PhD Project: Optimising high throughput mechanistic ecotoxicology for assessing comparative toxicity across species and chemicals?
My PhD project will investigate the effects of different chemicals across a number of species in a hope to develop a system to predict these effects. I will look at how these effects play out over time and the differences that are encountered across different species.
I'm a PhD student with Professor Colin Brown at the University of York. I went to Swarthmore College in the U.S. for my undergraduate degree, where I studied many things, but eventually majored in biology and minored in environmental studies. It was there where I developed my understanding and passion for the intersectionalities between all subjects. I believe that in a world so complex it does not make sense to study anything in complete isolation.
After graduating, I worked as a campaigns and events officer with Hampshire and Isle of Wight Wildlife Trust where I was able to see how science informed local policy and action. I soon discovered that I wanted to be on the other side of the action, I wanted to be doing the research. So back off to university I went; to the University of Sheffield where I completed a Masters by Research in Plant and Microbial Biology. And now, I’m about to do a PhD in landscape design at the University of York. I love keeping an open mind about the world around me, exploring nature in all its glory. I’ve certainly travelled far and wide to study different fields of biology. I’m excited for how I can incorporate my background into this PhD and how it will bring together science, policy, and action. When I’m not doing science, I like to go paddle-boarding on the water or hike up a mountain.
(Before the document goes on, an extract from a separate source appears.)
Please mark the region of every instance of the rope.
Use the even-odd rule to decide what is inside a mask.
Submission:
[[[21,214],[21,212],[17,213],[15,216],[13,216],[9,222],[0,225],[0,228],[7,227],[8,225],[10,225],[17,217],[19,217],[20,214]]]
PhD Project: Towards design of chemical resilient agricultural landscapes.
The UK has some of the lowest levels of biodiversity in Europe; species have declined by 13% since the 1970s, and 15% of UK species are at risk of extinction. As agricultural landscapes make up 71% of UK land use, they are a key starting point for improved land management. My research will centre around modelling alternative futures for agricultural landscapes to meet demands for national food security whilst also enhancing biodiversity.